Take a look at the list of icons that Indian youth admire has many of the usual suspects but with just enough curveballs to keep things interesting:
He’s retired from day-to-day operations at one of the world’s largest conglomerates. He introduced the world to the ‘cheapest car’; now trying to be the GenX ride. But Indian youngsters give him more than just a few props. He’s no nano, apro Ratan, but he’s sure on fire.
His humble abode will make your home look like a damp cardboard box by a dumpster in a dark alley. But India’s richest man still doesn’t have enough power to propel him to the top floor of this list. But No.2 is better than No.3, no?
The younger Ambani walked a different path and until a recent rapprochement lived his own real life version of Clash of the Clans. A billionaire who also runs marathons; what’s not to admire?
Looking at this list it seems retirement or something more permanent is what one needs to be admired in this country. Of course, it helps that you were the creator of one of the most pervasive brands in human history. And gave up all that to run a charity and pour buckets of ice and water over your own head. So, here’s looking at you, Gates.
The late Ambani still fascinates the young Indian imagination with his riches to super riches story and a thriving legacy carried on by sons, their wives and grandkids. As they say, it ain’t over till…
He is the most followed Asian leader on Twitter. In 2014, he was ranked the 15th most powerful person in the world.
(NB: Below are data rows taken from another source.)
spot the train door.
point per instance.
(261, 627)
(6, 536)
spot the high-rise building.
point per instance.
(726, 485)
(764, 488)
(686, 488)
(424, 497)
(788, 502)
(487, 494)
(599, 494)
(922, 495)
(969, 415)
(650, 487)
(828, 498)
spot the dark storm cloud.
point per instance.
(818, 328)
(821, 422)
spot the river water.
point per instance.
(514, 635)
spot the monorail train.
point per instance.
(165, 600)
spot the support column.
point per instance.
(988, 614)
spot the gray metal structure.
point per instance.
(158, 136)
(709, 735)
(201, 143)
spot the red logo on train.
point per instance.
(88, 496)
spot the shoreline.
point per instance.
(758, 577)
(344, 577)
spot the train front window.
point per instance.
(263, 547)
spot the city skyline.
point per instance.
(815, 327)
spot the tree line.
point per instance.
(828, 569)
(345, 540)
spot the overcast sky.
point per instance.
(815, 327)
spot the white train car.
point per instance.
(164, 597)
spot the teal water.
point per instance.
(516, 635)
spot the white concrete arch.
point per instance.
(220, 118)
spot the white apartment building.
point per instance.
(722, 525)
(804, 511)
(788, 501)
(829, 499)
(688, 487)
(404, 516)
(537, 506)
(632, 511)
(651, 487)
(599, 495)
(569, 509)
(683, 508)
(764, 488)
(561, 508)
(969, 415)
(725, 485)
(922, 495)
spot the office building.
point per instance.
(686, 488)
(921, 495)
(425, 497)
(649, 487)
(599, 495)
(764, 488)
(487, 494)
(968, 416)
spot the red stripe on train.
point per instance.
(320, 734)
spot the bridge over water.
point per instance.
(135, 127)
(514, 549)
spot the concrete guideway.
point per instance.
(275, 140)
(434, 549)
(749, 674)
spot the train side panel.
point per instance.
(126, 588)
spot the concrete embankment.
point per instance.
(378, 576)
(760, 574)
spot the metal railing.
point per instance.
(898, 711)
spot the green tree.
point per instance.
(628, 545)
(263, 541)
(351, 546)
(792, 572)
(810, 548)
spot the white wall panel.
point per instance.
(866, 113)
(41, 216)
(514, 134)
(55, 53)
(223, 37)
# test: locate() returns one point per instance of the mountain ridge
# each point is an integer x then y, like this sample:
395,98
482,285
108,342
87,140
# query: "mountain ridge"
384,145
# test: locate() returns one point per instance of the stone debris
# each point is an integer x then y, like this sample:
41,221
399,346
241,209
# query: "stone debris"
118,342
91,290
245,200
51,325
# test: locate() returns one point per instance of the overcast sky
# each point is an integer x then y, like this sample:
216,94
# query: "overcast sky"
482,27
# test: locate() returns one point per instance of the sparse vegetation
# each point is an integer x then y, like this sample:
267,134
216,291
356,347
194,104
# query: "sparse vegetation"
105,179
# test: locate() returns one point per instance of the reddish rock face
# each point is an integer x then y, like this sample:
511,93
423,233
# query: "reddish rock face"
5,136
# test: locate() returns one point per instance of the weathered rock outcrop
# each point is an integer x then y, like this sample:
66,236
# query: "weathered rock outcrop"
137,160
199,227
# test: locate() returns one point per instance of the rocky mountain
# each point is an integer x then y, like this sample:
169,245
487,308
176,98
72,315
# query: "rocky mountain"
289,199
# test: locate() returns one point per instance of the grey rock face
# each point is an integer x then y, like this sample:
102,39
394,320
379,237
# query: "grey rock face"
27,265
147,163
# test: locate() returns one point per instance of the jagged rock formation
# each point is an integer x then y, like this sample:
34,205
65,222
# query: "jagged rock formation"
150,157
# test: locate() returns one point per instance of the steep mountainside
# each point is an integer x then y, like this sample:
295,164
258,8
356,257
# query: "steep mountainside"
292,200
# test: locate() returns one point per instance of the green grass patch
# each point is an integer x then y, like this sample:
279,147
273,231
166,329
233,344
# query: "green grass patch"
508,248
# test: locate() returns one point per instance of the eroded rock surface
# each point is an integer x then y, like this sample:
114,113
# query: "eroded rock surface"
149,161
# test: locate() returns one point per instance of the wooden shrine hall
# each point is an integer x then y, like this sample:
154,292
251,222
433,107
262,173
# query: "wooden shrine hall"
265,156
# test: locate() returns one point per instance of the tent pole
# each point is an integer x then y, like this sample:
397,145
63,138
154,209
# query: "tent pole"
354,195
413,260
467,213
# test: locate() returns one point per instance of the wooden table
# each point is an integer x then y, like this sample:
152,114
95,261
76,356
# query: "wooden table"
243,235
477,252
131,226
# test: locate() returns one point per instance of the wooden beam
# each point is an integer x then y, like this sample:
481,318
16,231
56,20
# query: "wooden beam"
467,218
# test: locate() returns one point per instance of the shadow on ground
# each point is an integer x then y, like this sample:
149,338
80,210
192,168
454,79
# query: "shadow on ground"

His visit to Uncle Sam beats the trend score of the #RoyalBaby. Fine, that might be an exaggeration but it shouldn’t come as a surprise that NaMo, the almost year old Prime Minister of India, is the most exciting political figure amongst India’s youth.
The bastion of the Right to Information Act, the fodder-provider for all the AAP jokes, the current chief minister of New Delhi (until further notice); Arvind Kejriwal has emerged as the second most exciting politician in our survey. When he’s not busy running the capital, he’s found accusing the media of practising ‘Supari journalism’. Well, who would’ve seen that coming!
On May 6, 2015, Congress vicepresident Rahul Gandhi made his Twitter debut with @OfficeOfRG. By the time his office clicked ‘send’ on the second tweet, he’d already fetched over 20,000 followers. Truly the stuff dynasties are made of.
Britain ran a successful series called Yes, Prime Minister. India had a similar series running for a decade. Only this one played out in real life and was titled ‘Yes, Madam ji.’ Madamji, president of the Indian National Congress, continues to charm the youth of the nation with her understated but forceful personality; an apparently reluctant leader with the reins of power (at least in her party) firmly in her grasp.
Couldn’t have been her long-lost film career that got her the most exciting label. ‘Amma’ is 67 years old and most of the surveyed sample might not even have sexagenarian parents. Yet, the general secretary of AIADMK manages to remain both in power and in the news surviving controversies that would have felled (or at least severely abashed) a lesser mortal.
It seems the country’s Sachin Tendulkar hangover isn’t about to recede anytime soon. After releasing an autobiography late last year and announcing a signature single edition BMW last week (with him tightening the nuts and bolts himself, no less), India’s Little Master is going to remain the Most Admired Sportsperson with good reason.
While he received a lot of bouquets and brickbats about his leadership of the Indian team in the World Cup, our Captain Cool is in the news for non-cricket reasons — one being for the biopic on him that seems to be hitting road bumps even before filming begins; the other for his daughter Ziva. But hurl hate or love his way, his legendary ‘cool temperament’ spells d-o-n-t-c-a-r-e.
Cricket’s Bad Boy Kohli seems to be dividing equal part of mental bandwidth to his girlfriend, Anushka Sharma and to cricket. While trivial aspects of his relationship have been written about, India’s ‘future captain’ and self-proclaimed ‘most consistent player in the team’ forgot to sign up for humility lessons. Howzzat for excitement, folks?
The country hasn’t really been kind to Sania Mirza, what with the outrage over her short skirts (try playing tennis in a sari, duh), her marriage to Pakistani cricketer Shoaib Malik and the resultant furore over her audacity to choose her own life-partner. But she has shown her critics how it’s done, with her recent World No 1 ranking in Women’s Doubles.
While the survey was conducted long before his conviction, for better or worse, Salmania reigns supreme. It even bolsters the Khan’s apparel brand, Being Human. We suspect even the conviction won’t change the minds of this bhaicrazy fan club.
Not as violently polarising as the man above him, not as pedantic and goody two shoes as the Khan several ranks below him. Shahrukh Khan’s days as youthful loverboy maybe past their sell by date, but he has enough of a fanbase to take a stab at reinvention.
A surprise entrant at No 3 is a man whose last name is neither Khan nor Bachchan. TV funnyman and ubiquitous presence across filmy award shows, Sharma holds up a mirror and shows us a society where risque jokes just on the right side of PG-13 and a man in drag translate into comedy gold.